Una de las pocas imágenes en las que las lecturas heredadas se contradicen sin disimulo, y donde el trabajo lo hace el suelo y no el cielo.
Con el terremoto las fuentes antiguas se pelean más que con casi cualquier otro paisaje. Una línea lo entiende como sacudida y pérdida de apoyo, un golpe que llega desde abajo; otra lo entiende como una construcción que ya estaba mal y termina viniéndose abajo, algo más cercano al alivio que al desastre. Las dos llevan siglos por escrito y ninguna anuncia un temblor ni ninguna otra cosa.
La tormenta, la riada y el incendio llegan de un sitio que puedes mirar. El terremoto se distingue en que lo que cede es aquello sobre lo que estabas de pie, y ahí está toda su fuerza simbólica. Los repertorios viejos lo relacionan con las partes de una vida que se dan por supuestas en lugar de revisarse: un trabajo que iba a estar siempre, un reparto familiar que nadie había cuestionado, una idea sobre quién eres que nunca hizo falta poner a prueba.
Quien tiene este sueño suele describir el rato posterior más que la sacudida: mirar las grietas desde la calle, comprobar si un edificio concreto sigue en pie, contar quién está. Ese acento se lee como un sueño sobre lo que quieres que sobreviva a un cambio, más que sobre el cambio en sí. Qué edificio buscaste primero acaba siendo el dato más revelador de toda la escena.

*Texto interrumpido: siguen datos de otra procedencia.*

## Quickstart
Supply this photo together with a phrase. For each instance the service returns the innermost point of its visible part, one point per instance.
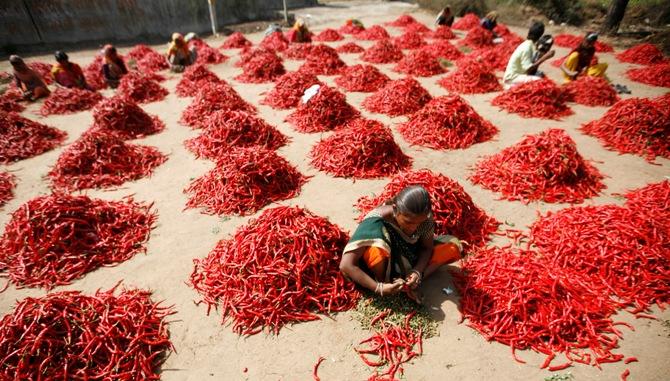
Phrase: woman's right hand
(393, 288)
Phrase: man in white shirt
(521, 63)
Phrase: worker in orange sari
(68, 74)
(299, 32)
(114, 68)
(394, 248)
(30, 82)
(581, 60)
(179, 55)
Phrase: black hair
(413, 200)
(535, 31)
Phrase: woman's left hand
(413, 280)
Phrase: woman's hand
(393, 288)
(413, 280)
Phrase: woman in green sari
(394, 248)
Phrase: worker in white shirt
(521, 65)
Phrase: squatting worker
(66, 73)
(179, 55)
(299, 32)
(114, 68)
(521, 66)
(394, 247)
(445, 17)
(28, 80)
(579, 60)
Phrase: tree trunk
(614, 17)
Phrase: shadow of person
(437, 289)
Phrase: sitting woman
(179, 55)
(29, 81)
(580, 61)
(445, 17)
(299, 32)
(68, 74)
(394, 247)
(114, 68)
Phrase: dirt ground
(206, 350)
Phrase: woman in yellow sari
(579, 61)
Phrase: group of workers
(68, 74)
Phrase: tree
(614, 17)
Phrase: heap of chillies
(236, 41)
(329, 34)
(350, 47)
(73, 336)
(229, 129)
(275, 41)
(520, 299)
(653, 202)
(260, 67)
(7, 184)
(447, 122)
(9, 101)
(655, 74)
(213, 97)
(141, 88)
(454, 212)
(363, 78)
(207, 54)
(534, 99)
(392, 345)
(543, 167)
(643, 54)
(375, 32)
(616, 251)
(101, 160)
(124, 119)
(280, 268)
(243, 181)
(634, 125)
(398, 97)
(591, 91)
(442, 32)
(419, 63)
(325, 111)
(298, 51)
(444, 50)
(53, 240)
(471, 78)
(384, 51)
(467, 22)
(67, 101)
(22, 138)
(194, 77)
(409, 40)
(362, 149)
(477, 37)
(288, 89)
(323, 60)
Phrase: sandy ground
(207, 350)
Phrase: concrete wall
(33, 22)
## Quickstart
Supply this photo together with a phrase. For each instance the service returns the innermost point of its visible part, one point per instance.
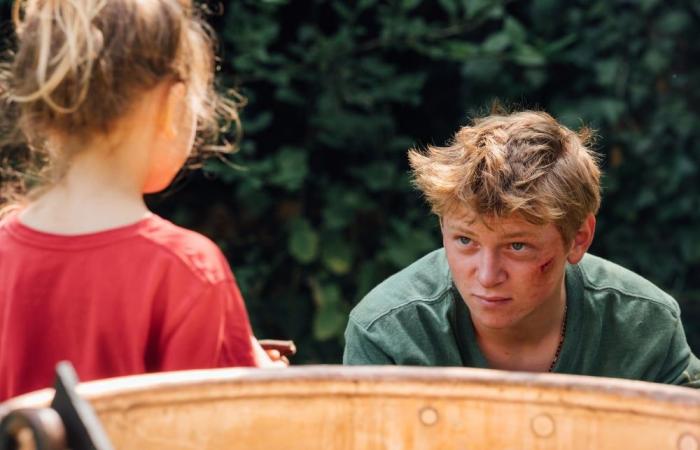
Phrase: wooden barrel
(353, 408)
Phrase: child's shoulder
(197, 252)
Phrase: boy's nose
(489, 272)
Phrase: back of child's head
(80, 65)
(523, 163)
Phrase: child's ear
(582, 240)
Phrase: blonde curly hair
(79, 65)
(522, 163)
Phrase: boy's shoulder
(424, 283)
(195, 251)
(601, 276)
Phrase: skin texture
(510, 274)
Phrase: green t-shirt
(618, 324)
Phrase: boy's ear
(582, 240)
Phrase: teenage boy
(513, 287)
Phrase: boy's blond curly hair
(523, 163)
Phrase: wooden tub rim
(354, 376)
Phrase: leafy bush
(317, 206)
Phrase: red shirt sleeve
(210, 330)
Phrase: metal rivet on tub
(428, 416)
(688, 442)
(543, 425)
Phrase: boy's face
(509, 272)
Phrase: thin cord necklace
(562, 333)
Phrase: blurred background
(316, 208)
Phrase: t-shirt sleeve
(681, 366)
(361, 347)
(210, 330)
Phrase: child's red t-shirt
(145, 297)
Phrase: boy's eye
(517, 246)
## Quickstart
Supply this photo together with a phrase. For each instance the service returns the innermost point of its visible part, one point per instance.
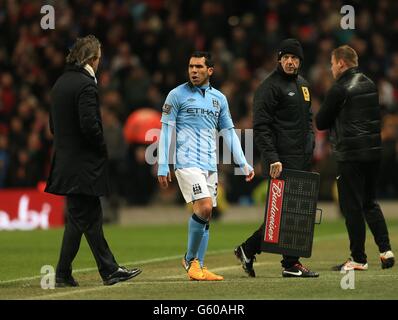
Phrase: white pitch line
(138, 262)
(162, 259)
(156, 280)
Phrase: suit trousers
(356, 184)
(84, 216)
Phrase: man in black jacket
(79, 166)
(351, 110)
(282, 123)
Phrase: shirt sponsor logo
(200, 111)
(216, 104)
(274, 208)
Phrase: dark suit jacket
(79, 164)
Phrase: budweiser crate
(290, 213)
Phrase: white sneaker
(387, 259)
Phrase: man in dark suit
(352, 113)
(79, 166)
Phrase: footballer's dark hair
(204, 54)
(83, 50)
(346, 53)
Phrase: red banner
(274, 208)
(27, 209)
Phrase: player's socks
(196, 228)
(203, 246)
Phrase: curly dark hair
(83, 50)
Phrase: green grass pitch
(158, 250)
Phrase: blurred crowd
(145, 50)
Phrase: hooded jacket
(282, 121)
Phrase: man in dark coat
(79, 166)
(351, 110)
(282, 123)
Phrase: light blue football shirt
(197, 116)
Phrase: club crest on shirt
(306, 93)
(196, 189)
(166, 108)
(216, 104)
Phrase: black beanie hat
(291, 46)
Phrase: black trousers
(252, 246)
(84, 216)
(356, 184)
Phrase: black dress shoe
(61, 282)
(121, 274)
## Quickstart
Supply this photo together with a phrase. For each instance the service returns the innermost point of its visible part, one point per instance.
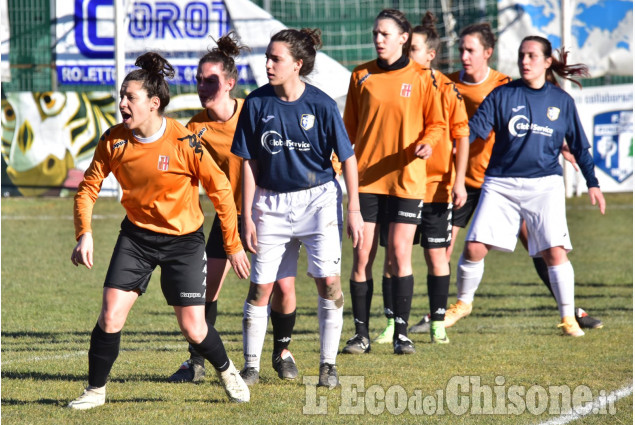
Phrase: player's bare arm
(83, 251)
(250, 240)
(354, 221)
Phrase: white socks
(331, 320)
(468, 276)
(562, 282)
(255, 320)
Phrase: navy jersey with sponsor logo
(292, 141)
(530, 126)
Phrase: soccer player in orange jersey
(216, 78)
(394, 117)
(159, 165)
(445, 188)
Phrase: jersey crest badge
(406, 89)
(553, 113)
(164, 162)
(307, 121)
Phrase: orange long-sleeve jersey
(387, 114)
(440, 166)
(480, 149)
(160, 183)
(217, 138)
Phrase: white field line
(598, 405)
(207, 214)
(70, 217)
(168, 347)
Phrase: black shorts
(435, 230)
(389, 209)
(181, 258)
(462, 216)
(215, 247)
(398, 210)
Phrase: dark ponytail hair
(303, 45)
(484, 32)
(154, 70)
(402, 22)
(429, 29)
(558, 65)
(227, 48)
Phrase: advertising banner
(181, 30)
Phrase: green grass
(49, 308)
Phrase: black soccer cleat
(285, 366)
(357, 345)
(328, 376)
(587, 322)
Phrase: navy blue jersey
(530, 126)
(292, 141)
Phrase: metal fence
(346, 26)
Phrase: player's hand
(250, 240)
(240, 264)
(355, 227)
(83, 251)
(459, 196)
(596, 196)
(423, 151)
(568, 156)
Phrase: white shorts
(284, 220)
(506, 201)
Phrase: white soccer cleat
(92, 397)
(233, 383)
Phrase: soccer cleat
(91, 397)
(570, 327)
(284, 364)
(188, 372)
(328, 376)
(357, 345)
(403, 345)
(386, 336)
(233, 383)
(422, 327)
(457, 311)
(587, 322)
(250, 375)
(437, 333)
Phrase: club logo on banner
(179, 29)
(613, 143)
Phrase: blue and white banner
(5, 36)
(607, 117)
(178, 29)
(601, 30)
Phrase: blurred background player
(530, 117)
(475, 81)
(287, 132)
(215, 125)
(159, 165)
(394, 118)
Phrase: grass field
(510, 343)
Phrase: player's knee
(194, 332)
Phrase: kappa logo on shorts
(307, 121)
(553, 113)
(164, 162)
(406, 89)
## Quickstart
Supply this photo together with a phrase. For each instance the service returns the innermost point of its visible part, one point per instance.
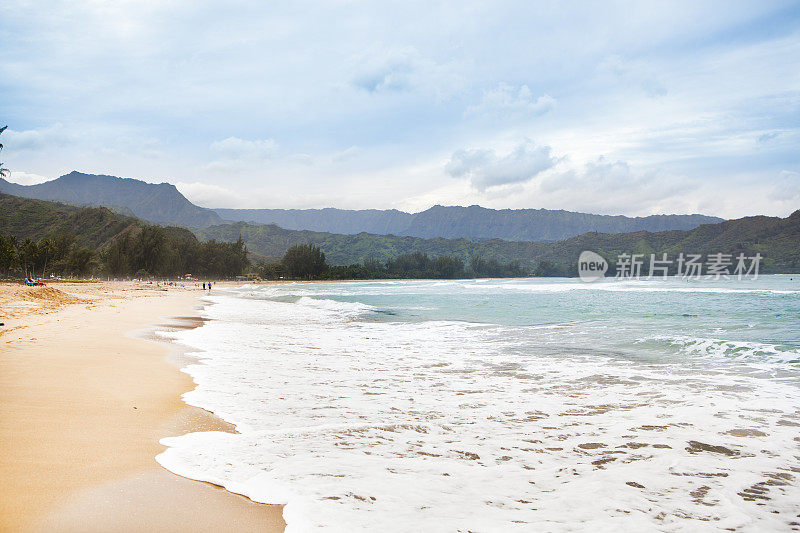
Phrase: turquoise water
(498, 405)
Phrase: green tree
(79, 261)
(8, 253)
(3, 171)
(304, 261)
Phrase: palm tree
(3, 171)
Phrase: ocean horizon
(544, 404)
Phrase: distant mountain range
(159, 204)
(164, 204)
(777, 239)
(473, 222)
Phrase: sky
(631, 108)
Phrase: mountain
(159, 204)
(777, 239)
(164, 204)
(93, 227)
(473, 222)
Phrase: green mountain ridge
(164, 204)
(777, 239)
(474, 222)
(157, 203)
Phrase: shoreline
(87, 390)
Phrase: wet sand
(85, 398)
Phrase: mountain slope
(93, 227)
(473, 222)
(160, 204)
(777, 239)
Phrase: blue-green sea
(504, 404)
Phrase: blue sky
(608, 107)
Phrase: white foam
(445, 426)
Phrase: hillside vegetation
(159, 204)
(777, 239)
(39, 237)
(474, 222)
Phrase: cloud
(766, 137)
(38, 139)
(236, 148)
(507, 102)
(404, 69)
(347, 154)
(616, 187)
(26, 178)
(484, 168)
(391, 71)
(634, 73)
(787, 187)
(208, 195)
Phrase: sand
(85, 399)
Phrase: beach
(86, 394)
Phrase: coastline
(85, 401)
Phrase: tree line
(307, 261)
(153, 251)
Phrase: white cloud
(484, 168)
(508, 102)
(347, 154)
(236, 148)
(633, 73)
(787, 187)
(26, 178)
(208, 195)
(404, 69)
(37, 139)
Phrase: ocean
(503, 405)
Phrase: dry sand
(84, 402)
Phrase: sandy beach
(85, 397)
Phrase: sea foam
(359, 423)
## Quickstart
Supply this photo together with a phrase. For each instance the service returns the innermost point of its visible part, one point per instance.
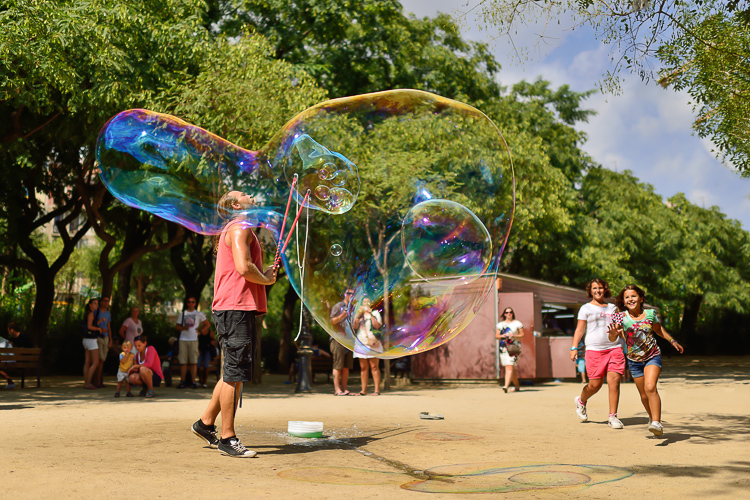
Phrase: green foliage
(361, 46)
(696, 45)
(241, 93)
(65, 68)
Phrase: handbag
(513, 348)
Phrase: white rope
(301, 266)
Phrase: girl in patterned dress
(638, 327)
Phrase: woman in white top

Esta ficha está escrita para un lector cualquiera y no vale igual para todo el mundo. Quien ha pasado un terremoto en Chile, México, Turquía, Japón o cualquier otro sitio con fallas activas sueña desde el recuerdo y no desde la metáfora, y el recuerdo manda sobre cualquier símbolo. Lo mismo cabe decir de quien creció oyendo contar uno en casa. En ese caso el sueño está haciendo el trabajo corriente de digerir algo real, y archivarlo como cambio laboral sería desaprovecharlo.